Compatibility between ORTModule and DeepSpeed #108

JingyaHuang · 2022-05-04T16:37:10Z

Hi folks,

I am recently working on validating distributed training features while using ORTModule, here are some incompatibilities that I found during some tests:

[With DeepSpeed]

ZeRO Stage 1 and 2 work well
ZeRO Stage 3 ❌

Warnings:

/usr/local/lib/python3.8/dist-packages/onnxruntime/training/ortmodule/_io.py:558: 
UserWarning: This model cannot be deep copied (or pickled), which is a required step for stateful models to be properly exported to ONNX. Compute will continue,  but  unexpected results may occur!  
warnings.warn("This model cannot be deep copied (or pickled)

BF16 ❌

Error Message:

RuntimeError: /onnxruntime_src/orttraining/orttraining/python/orttraining_pybind_state.cc:752
onnxruntime::python::addObjectMethodsForTraining(pybind11::module&, onnxruntime::python::ExecutionProviderRegistrationFn)::<lambda(onnxruntime::training::OrtModuleGraphBuilder*, 
const pybind11::bytes&, const onnxruntime::training::OrtModuleGraphBuilderConfiguration&)> 
[ONNXRuntimeError] : 10 : INVALID_GRAPH : This is an invalid model.
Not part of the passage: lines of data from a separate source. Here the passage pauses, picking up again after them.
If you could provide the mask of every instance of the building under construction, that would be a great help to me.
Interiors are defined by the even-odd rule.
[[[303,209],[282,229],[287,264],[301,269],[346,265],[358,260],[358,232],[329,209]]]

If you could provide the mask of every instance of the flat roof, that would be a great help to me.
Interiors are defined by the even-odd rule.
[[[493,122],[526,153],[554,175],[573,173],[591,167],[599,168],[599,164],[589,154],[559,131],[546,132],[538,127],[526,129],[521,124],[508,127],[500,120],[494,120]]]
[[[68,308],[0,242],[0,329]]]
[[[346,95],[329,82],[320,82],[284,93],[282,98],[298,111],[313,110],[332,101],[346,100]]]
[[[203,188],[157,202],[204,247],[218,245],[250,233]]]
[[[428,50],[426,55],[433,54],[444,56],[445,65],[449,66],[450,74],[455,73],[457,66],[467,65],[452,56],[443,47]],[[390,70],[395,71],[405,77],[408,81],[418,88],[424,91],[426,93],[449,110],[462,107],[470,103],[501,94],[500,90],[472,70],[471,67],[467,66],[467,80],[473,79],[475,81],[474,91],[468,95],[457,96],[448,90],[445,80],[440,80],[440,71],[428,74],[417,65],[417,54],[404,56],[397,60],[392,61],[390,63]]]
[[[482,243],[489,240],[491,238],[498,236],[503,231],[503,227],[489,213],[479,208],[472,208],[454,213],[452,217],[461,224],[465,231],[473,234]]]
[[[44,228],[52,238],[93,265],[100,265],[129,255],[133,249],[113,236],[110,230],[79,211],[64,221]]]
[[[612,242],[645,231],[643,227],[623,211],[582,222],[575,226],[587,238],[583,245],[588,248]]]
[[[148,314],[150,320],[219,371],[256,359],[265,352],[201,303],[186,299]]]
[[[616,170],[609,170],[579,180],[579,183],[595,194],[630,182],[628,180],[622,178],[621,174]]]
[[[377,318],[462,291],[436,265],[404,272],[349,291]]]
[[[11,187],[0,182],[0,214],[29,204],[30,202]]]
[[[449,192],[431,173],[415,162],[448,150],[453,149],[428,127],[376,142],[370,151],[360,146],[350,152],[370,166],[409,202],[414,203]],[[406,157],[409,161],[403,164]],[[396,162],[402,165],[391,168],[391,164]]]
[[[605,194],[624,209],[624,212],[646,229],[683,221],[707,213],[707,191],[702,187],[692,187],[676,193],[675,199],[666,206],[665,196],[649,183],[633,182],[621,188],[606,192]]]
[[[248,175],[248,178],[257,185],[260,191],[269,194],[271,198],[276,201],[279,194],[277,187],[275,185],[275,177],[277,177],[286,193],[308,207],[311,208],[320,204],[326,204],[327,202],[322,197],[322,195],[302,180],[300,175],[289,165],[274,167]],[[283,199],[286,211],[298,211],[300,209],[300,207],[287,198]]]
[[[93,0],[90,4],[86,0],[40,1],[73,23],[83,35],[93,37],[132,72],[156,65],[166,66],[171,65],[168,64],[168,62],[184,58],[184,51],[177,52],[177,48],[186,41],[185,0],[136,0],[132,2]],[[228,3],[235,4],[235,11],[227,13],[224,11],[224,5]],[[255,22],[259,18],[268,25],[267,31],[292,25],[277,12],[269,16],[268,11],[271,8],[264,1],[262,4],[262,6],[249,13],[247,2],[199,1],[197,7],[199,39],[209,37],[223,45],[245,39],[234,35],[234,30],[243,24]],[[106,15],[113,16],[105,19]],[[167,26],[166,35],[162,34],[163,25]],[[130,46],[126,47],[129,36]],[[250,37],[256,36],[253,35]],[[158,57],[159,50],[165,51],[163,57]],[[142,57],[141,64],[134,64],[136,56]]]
Type Error: Type 'tensor(bfloat16)' of input parameter
(_original_module.distilbert.embeddings.word_embeddings.weight) of operator (ATen) in node (ATen_17) is invalid

[With Fairscale]

Can only shard optimizer state

Environment

OS: Ubuntu 20.04
CUDA/cuDNN version: 11.3/8
onnxruntime-training: 1.11.1+cu113
torch: 1.11.0+cu113
torch-ort: 1.11.1
Python version:3.8
GPU: A100

I would like to confirm with you folks if these behaviors are intended? And concerning the compatibility with DeepSpeed stage 3 and BF16, would it be possible to have some insights on if it would be supported in the future?

Thanks a lot!

The text was updated successfully, but these errors were encountered:

baijumeswani · 2022-05-10T17:18:19Z

Hi @JingyaHuang .

Warnings:

/usr/local/lib/python3.8/dist-packages/onnxruntime/training/ortmodule/_io.py:558: 
UserWarning: This model cannot be deep copied (or pickled), which is a required step for stateful models to be properly exported to ONNX. Compute will continue,  but  unexpected results may occur!  
warnings.warn("This model cannot be deep copied (or pickled)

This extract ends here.